# Latent Dirichlet Allocation

In [6]:
import pandas as pd

data = pd.read_csv('data', sep=",", header=None)

data.columns = ['text']

data.head()

Unnamed: 0,text
0,From: gld@cunixb.cc.columbia.edu (Gary L Dare)...
1,From: atterlep@vela.acs.oakland.edu (Cardinal ...
2,From: miner@kuhub.cc.ukans.edu\nSubject: Re: A...
3,From: atterlep@vela.acs.oakland.edu (Cardinal ...
4,From: vzhivov@superior.carleton.ca (Vladimir Z...


The data is a collection of emails that are not labelled. Let's try extract topics from them!

## Preprocessing 

👇 You're used to it by now... Clean up! Store the cleaned text in a new dataframe column "clean_text".

In [44]:
#nettoyer aussi les nombres

import string

text = ''.join([i for i in text if not i.isdigit()])

def clean_up(text):

    for punctuation in string.punctuation:
        text = text.replace(punctuation, '')
        text = text.lower()
        return text

data['clean_text'] = data['text'].apply(clean_up)
data

Unnamed: 0,text,clean_text
0,from gldcunixbcccolumbiaedu gary l dare\nsubje...,from gldcunixbcccolumbiaedu gary l dare\nsubje...
1,from atterlepvelaacsoaklandedu cardinal ximene...,from atterlepvelaacsoaklandedu cardinal ximene...
2,from minerkuhubccukansedu\nsubject re ancient ...,from minerkuhubccukansedu\nsubject re ancient ...
3,from atterlepvelaacsoaklandedu cardinal ximene...,from atterlepvelaacsoaklandedu cardinal ximene...
4,from vzhivovsuperiorcarletonca vladimir zhivov...,from vzhivovsuperiorcarletonca vladimir zhivov...
...,...,...
1194,from jerrybeskimocom jerry kaufman\nsubject re...,from jerrybeskimocom jerry kaufman\nsubject re...
1195,from golchowyalchemychemutorontoca gerald olch...,from golchowyalchemychemutorontoca gerald olch...
1196,from jaynemmaltguildorg jayne kulikauskas\nsub...,from jaynemmaltguildorg jayne kulikauskas\nsub...
1197,from sclarkepasutorontoca susan clark\nsubject...,from sclarkepasutorontoca susan clark\nsubject...
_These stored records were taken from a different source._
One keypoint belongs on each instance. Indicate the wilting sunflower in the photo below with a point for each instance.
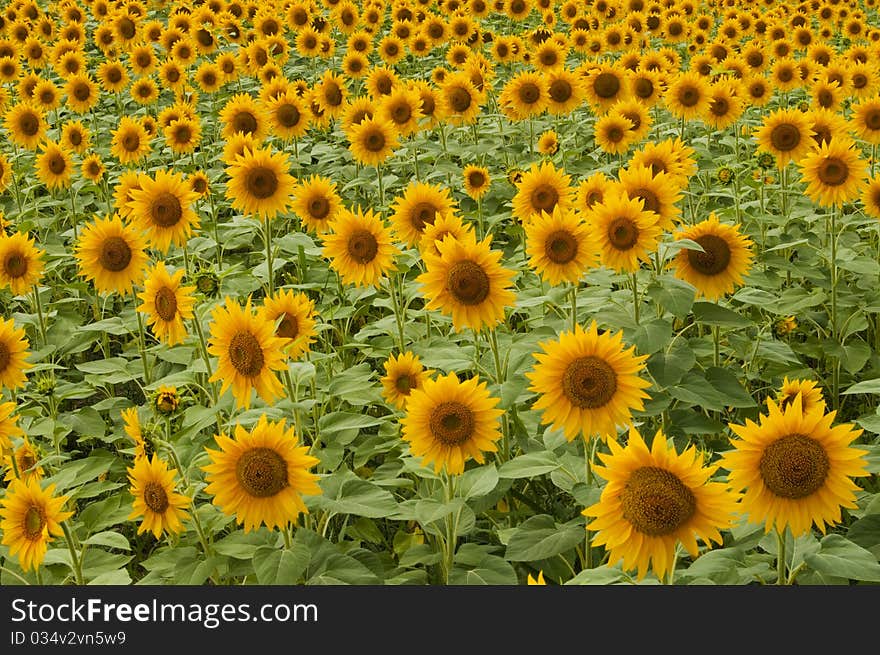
(31, 517)
(167, 303)
(542, 188)
(834, 173)
(248, 352)
(112, 254)
(261, 475)
(623, 232)
(654, 500)
(419, 206)
(293, 314)
(21, 264)
(359, 247)
(796, 468)
(449, 422)
(588, 383)
(260, 183)
(785, 133)
(404, 374)
(373, 140)
(466, 281)
(161, 206)
(558, 246)
(726, 257)
(152, 485)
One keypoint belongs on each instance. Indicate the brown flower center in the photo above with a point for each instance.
(794, 466)
(452, 423)
(246, 354)
(656, 502)
(362, 246)
(261, 472)
(589, 382)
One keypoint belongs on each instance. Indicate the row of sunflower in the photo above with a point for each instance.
(525, 267)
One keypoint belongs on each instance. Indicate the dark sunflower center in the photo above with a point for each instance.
(165, 210)
(561, 247)
(606, 85)
(452, 423)
(833, 171)
(261, 182)
(261, 472)
(656, 502)
(34, 522)
(794, 466)
(362, 246)
(166, 304)
(246, 354)
(115, 254)
(716, 257)
(155, 497)
(288, 326)
(468, 283)
(589, 382)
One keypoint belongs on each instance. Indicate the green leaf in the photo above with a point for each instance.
(838, 556)
(540, 537)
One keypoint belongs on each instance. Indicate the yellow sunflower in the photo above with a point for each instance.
(588, 383)
(654, 500)
(152, 485)
(167, 303)
(466, 281)
(359, 247)
(559, 246)
(21, 264)
(260, 184)
(795, 467)
(404, 374)
(726, 257)
(31, 517)
(261, 475)
(112, 254)
(248, 352)
(449, 422)
(293, 314)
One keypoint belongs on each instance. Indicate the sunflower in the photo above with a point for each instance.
(785, 133)
(359, 247)
(654, 500)
(259, 182)
(261, 475)
(795, 467)
(31, 517)
(466, 281)
(161, 206)
(130, 142)
(26, 125)
(248, 353)
(419, 206)
(167, 303)
(404, 374)
(21, 264)
(449, 422)
(588, 383)
(112, 254)
(152, 485)
(834, 173)
(720, 267)
(294, 317)
(623, 232)
(558, 246)
(373, 140)
(542, 188)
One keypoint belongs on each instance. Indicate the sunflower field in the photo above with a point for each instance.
(429, 292)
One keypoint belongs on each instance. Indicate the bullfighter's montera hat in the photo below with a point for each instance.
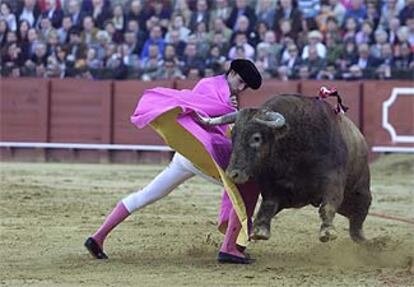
(248, 72)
## Latent Dirichlet Allocation model

👇 Train an LDA model to extract potential topics.

In [45]:
from sklearn.feature_extraction.text import CountVectorizer
from sklearn.decomposition import LatentDirichletAllocation
from sklearn.feature_extraction.text import TfidfVectorizer

vectorizer = TfidfVectorizer().fit(data['text'])

data_vectorized = vectorizer.transform(data['text'])

# Train the LDA model
ldamodel = LatentDirichletAllocation(n_components=2).fit(data_vectorized)

def print_topics(model, vectorizer):
    for idx, topic in enumerate(model.components_):
        print("Topic %d:" % (idx))
        print([(vectorizer.get_feature_names_out()[i], topic[i])
                  for i in topic.argsort()[:-10 -1:-1]])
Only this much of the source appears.